High standards I admire just for the record. I have them. But, I don’t let them rule me or be my sole input in trying to achieve something. Being perfect is often confused as a synonym in partnership with excellence. They’re completely different. Practicing excellence and practicing perfection are not the same thing. Trying to be a perfectionist can be unhealthy. But, it can also hide something you need to grow.
It’s the fear of shame that perfectionism masks. Protecting ourselves from shame, embarrassment, and failure is what can drive us to work at being being to worried about perfection. With that however, our very self-worth becomes reliant on others approval. Our ideas. Our choices. Our behavior. Really anything we might try to accomplish.
The first thing I think we need to understand is maintaining the act of perfection is an impossible play. I’ve set a goal for my team of 0 wait time for getting to our customers. I know that making them with out any exception maintain that is impossible. I’d burn them out. Instead, it’s an aspiration to play for. Something to target. We’ll probably get really close to it, but I don’t expect us to maintain 0 wait.

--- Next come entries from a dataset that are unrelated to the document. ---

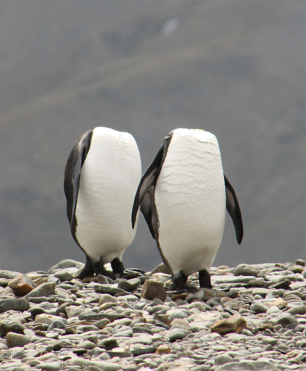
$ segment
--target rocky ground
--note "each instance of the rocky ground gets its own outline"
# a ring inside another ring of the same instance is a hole
[[[162,265],[81,282],[83,265],[1,271],[1,370],[306,370],[303,260],[213,267],[188,294],[166,293]]]

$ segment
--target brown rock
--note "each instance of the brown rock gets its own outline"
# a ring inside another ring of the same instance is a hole
[[[157,347],[156,349],[156,353],[160,355],[161,354],[169,354],[171,352],[171,349],[167,346],[164,344]]]
[[[8,286],[16,295],[23,296],[37,287],[35,282],[26,275],[20,273],[11,281]]]
[[[241,334],[244,328],[246,328],[246,322],[245,319],[240,314],[236,314],[228,318],[217,321],[210,327],[212,332],[217,332],[224,335],[229,332]]]
[[[220,303],[222,308],[227,307],[233,311],[239,311],[244,305],[245,303],[242,300],[236,300],[235,299],[231,299],[230,298],[222,298],[220,300]]]
[[[150,300],[157,298],[164,301],[167,298],[167,293],[162,282],[147,279],[142,285],[141,296],[144,299]]]

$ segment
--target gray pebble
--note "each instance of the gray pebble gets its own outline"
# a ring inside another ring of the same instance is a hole
[[[26,356],[23,347],[15,347],[12,349],[12,358],[21,359]]]
[[[59,270],[54,273],[54,276],[61,281],[70,281],[74,278],[74,276],[69,272],[65,270]]]
[[[225,363],[232,362],[233,361],[233,358],[228,354],[220,354],[220,355],[216,356],[214,357],[214,364],[216,365],[224,365]],[[235,361],[237,362],[237,361]]]
[[[10,332],[23,334],[25,329],[19,321],[10,317],[4,318],[0,322],[0,336],[4,338]]]
[[[259,272],[259,268],[249,264],[239,264],[234,270],[234,276],[257,276]]]
[[[20,272],[15,272],[13,270],[0,270],[0,278],[6,278],[8,279],[12,279],[14,278],[18,275],[20,274]]]
[[[139,287],[141,280],[139,278],[132,278],[131,279],[120,279],[118,282],[118,287],[126,291],[132,291]]]
[[[0,313],[7,311],[27,311],[30,308],[30,303],[26,299],[11,298],[0,301]]]
[[[167,334],[172,342],[183,339],[187,335],[187,332],[183,329],[173,328],[169,330]]]
[[[53,273],[55,273],[59,269],[61,270],[70,267],[73,267],[74,268],[79,269],[80,268],[83,268],[84,266],[84,264],[80,263],[79,262],[76,262],[71,259],[65,259],[51,267],[48,271],[48,273],[49,274],[51,274]]]
[[[31,342],[30,337],[15,332],[8,332],[6,334],[5,343],[8,348],[14,347],[23,347]]]
[[[33,289],[23,298],[26,299],[28,298],[33,298],[36,296],[48,296],[49,295],[52,295],[55,289],[55,283],[54,282],[46,282]]]
[[[261,303],[256,301],[253,302],[251,305],[250,309],[255,313],[265,313],[269,309],[268,307]]]

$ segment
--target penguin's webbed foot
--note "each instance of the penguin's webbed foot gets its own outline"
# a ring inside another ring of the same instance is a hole
[[[76,278],[82,280],[86,277],[92,277],[94,274],[94,269],[93,267],[91,260],[90,257],[86,255],[85,265]]]
[[[106,269],[104,267],[100,267],[97,268],[95,271],[96,275],[99,276],[101,275],[102,276],[105,276],[105,277],[111,278],[112,279],[115,280],[118,278],[119,274],[114,273],[113,272],[111,272],[110,270]]]
[[[199,271],[199,283],[201,288],[212,288],[210,282],[210,275],[206,269]]]

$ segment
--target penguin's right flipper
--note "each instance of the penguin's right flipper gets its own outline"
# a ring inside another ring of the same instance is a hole
[[[152,210],[151,209],[150,204],[150,196],[147,192],[146,192],[143,199],[140,204],[140,211],[142,213],[144,219],[147,222],[152,237],[155,240],[155,234],[153,226],[152,225]]]
[[[137,212],[140,205],[144,198],[148,190],[154,184],[156,184],[158,175],[159,175],[160,164],[163,159],[164,148],[165,143],[164,142],[163,142],[162,147],[160,148],[157,152],[157,154],[155,156],[155,158],[153,160],[151,165],[146,170],[140,179],[135,196],[134,204],[132,210],[132,227],[133,229],[135,226],[136,216],[137,215]],[[149,196],[149,195],[148,196]],[[149,202],[150,200],[149,201]],[[145,202],[145,204],[146,204],[146,201]],[[150,225],[149,224],[148,225],[149,226],[149,228],[151,231]]]

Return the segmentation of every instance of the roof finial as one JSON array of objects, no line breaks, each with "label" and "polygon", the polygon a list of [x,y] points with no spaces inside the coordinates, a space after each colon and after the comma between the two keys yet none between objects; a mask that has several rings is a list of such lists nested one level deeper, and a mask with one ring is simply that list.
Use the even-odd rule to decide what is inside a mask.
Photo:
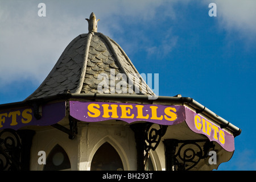
[{"label": "roof finial", "polygon": [[90,19],[85,18],[85,19],[88,22],[88,30],[89,32],[97,32],[97,23],[100,19],[96,19],[96,16],[93,13],[90,15]]}]

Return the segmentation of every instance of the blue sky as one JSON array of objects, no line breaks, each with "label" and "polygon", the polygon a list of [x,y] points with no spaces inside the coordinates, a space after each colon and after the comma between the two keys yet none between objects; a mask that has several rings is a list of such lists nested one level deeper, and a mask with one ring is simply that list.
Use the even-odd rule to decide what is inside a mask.
[{"label": "blue sky", "polygon": [[[38,5],[46,5],[39,17]],[[217,16],[210,17],[210,3]],[[137,70],[159,73],[159,95],[192,97],[242,129],[219,170],[255,170],[256,12],[254,0],[0,0],[0,104],[21,101],[46,77],[68,43],[98,31]]]}]

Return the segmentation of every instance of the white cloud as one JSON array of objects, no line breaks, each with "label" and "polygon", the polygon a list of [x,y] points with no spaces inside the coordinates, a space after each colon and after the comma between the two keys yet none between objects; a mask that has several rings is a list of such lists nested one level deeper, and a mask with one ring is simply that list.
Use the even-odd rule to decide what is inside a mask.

Trying to be perfect can also drive us into life paralysis. We can become consumed by our ideas, creativity, and actions not being good enough for others to see or be a part of. Your very thought or idea that could change someone’s life by getting it out there might not even see the light of day if we let perfectionism have it’s way. I can’t imagine where this blog or podcast would be had I been to much of a perfectionist to put it out. I wouldn’t be here today doing this still.
So how do we become better and more self-aware of perfectionism so it doesn’t control the best parts of who we are? I don’t have the easy answer or a listical of top 10 ideas to share with you. What you can start with though is recognize it when it happens.

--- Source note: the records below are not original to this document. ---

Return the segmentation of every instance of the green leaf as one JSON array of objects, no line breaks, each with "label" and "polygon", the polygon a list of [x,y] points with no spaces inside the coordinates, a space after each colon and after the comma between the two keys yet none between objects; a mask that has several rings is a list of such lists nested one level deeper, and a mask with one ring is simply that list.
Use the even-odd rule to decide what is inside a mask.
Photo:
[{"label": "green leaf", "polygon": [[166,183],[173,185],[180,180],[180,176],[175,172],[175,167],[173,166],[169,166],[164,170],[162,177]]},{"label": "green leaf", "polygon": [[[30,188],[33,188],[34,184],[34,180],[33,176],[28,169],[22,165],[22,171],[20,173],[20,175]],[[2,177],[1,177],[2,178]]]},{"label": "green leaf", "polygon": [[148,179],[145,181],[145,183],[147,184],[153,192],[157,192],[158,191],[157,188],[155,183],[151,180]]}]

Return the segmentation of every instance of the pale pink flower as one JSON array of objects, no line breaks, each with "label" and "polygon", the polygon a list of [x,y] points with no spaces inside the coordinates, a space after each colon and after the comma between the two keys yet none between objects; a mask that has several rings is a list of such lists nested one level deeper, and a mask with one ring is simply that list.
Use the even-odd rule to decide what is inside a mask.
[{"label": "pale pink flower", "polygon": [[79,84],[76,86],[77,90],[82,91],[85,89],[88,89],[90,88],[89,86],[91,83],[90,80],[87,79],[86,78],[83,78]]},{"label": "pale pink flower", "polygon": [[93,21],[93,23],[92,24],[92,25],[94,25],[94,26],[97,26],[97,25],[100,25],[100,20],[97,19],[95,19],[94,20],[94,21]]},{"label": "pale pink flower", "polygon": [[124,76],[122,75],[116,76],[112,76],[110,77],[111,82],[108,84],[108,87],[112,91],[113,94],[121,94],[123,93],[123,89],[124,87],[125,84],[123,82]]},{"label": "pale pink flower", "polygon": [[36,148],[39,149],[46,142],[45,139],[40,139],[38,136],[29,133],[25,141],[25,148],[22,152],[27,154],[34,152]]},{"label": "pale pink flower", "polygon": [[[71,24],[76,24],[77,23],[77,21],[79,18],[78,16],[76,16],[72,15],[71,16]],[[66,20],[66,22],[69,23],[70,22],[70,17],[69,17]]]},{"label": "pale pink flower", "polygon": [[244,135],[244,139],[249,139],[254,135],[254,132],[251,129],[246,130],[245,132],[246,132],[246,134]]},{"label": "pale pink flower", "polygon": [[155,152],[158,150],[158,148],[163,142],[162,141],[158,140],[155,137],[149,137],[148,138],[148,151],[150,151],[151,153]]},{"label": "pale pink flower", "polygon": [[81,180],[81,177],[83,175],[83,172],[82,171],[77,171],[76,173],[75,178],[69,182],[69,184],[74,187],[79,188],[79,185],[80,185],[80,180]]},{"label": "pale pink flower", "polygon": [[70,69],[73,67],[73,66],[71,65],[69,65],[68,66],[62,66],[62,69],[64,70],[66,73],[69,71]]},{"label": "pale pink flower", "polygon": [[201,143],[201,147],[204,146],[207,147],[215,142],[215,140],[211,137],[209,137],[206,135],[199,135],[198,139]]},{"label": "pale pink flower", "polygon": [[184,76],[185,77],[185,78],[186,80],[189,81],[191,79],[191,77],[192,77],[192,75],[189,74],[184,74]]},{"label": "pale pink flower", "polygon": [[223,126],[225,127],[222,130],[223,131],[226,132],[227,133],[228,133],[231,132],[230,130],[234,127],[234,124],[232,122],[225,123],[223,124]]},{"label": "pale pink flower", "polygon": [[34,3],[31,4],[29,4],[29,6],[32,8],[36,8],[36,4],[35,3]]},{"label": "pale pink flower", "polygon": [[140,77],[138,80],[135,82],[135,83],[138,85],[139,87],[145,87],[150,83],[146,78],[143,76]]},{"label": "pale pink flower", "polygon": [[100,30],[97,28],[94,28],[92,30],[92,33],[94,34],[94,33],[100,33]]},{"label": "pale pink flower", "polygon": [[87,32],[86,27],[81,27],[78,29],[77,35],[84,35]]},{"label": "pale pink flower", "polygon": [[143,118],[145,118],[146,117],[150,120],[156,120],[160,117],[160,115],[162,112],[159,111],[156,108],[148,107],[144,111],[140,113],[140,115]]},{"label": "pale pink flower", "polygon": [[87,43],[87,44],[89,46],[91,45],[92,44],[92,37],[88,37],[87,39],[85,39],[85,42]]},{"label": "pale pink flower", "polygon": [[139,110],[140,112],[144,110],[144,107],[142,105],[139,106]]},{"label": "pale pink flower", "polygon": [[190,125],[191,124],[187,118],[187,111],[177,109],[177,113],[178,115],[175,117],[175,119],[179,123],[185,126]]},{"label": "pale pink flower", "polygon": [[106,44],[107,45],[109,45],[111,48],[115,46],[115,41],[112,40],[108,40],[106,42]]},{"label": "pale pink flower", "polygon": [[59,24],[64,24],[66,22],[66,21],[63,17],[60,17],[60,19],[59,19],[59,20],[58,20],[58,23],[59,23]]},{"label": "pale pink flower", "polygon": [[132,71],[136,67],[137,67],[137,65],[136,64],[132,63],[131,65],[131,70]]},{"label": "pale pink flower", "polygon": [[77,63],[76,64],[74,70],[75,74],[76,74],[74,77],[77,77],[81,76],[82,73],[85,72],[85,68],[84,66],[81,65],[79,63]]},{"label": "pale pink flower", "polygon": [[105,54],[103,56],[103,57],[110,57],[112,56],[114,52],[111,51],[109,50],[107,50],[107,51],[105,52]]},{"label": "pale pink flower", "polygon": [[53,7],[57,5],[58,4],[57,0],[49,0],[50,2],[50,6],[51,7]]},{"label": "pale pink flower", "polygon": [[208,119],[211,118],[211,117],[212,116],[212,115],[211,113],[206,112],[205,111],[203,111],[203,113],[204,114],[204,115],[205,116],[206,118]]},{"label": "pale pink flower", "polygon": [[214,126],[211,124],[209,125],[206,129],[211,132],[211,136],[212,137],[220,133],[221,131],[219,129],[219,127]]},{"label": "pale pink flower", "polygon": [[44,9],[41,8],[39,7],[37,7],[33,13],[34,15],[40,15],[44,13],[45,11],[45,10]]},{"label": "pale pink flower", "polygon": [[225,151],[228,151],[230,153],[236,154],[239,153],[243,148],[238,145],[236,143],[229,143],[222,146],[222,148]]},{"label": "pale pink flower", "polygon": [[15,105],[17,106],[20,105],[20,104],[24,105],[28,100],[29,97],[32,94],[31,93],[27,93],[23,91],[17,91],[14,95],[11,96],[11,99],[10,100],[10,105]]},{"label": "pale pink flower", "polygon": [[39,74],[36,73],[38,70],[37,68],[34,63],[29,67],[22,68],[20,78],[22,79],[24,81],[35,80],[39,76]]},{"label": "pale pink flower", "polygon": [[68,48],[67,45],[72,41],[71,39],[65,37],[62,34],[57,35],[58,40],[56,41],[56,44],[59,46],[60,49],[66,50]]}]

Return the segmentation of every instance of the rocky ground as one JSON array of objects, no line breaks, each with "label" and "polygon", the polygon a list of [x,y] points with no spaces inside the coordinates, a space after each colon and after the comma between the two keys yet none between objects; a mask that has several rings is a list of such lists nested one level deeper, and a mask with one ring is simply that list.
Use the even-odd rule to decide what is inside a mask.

Recognize what triggers you to feel that way. Write it down and address it. Take a moment to set the tone with yourself why you are not doing what you want to do because it feels imperfect. Remember it is not for others, it is for your benefit to put it out. You don’t need anyone’s permission or approval other than your own.
You deserve to validate yourself and your work before anyone else gets that chance. There will be plenty of time to have others give you feedback along the way. For now, just rock out a little imperfection. It’s a gift.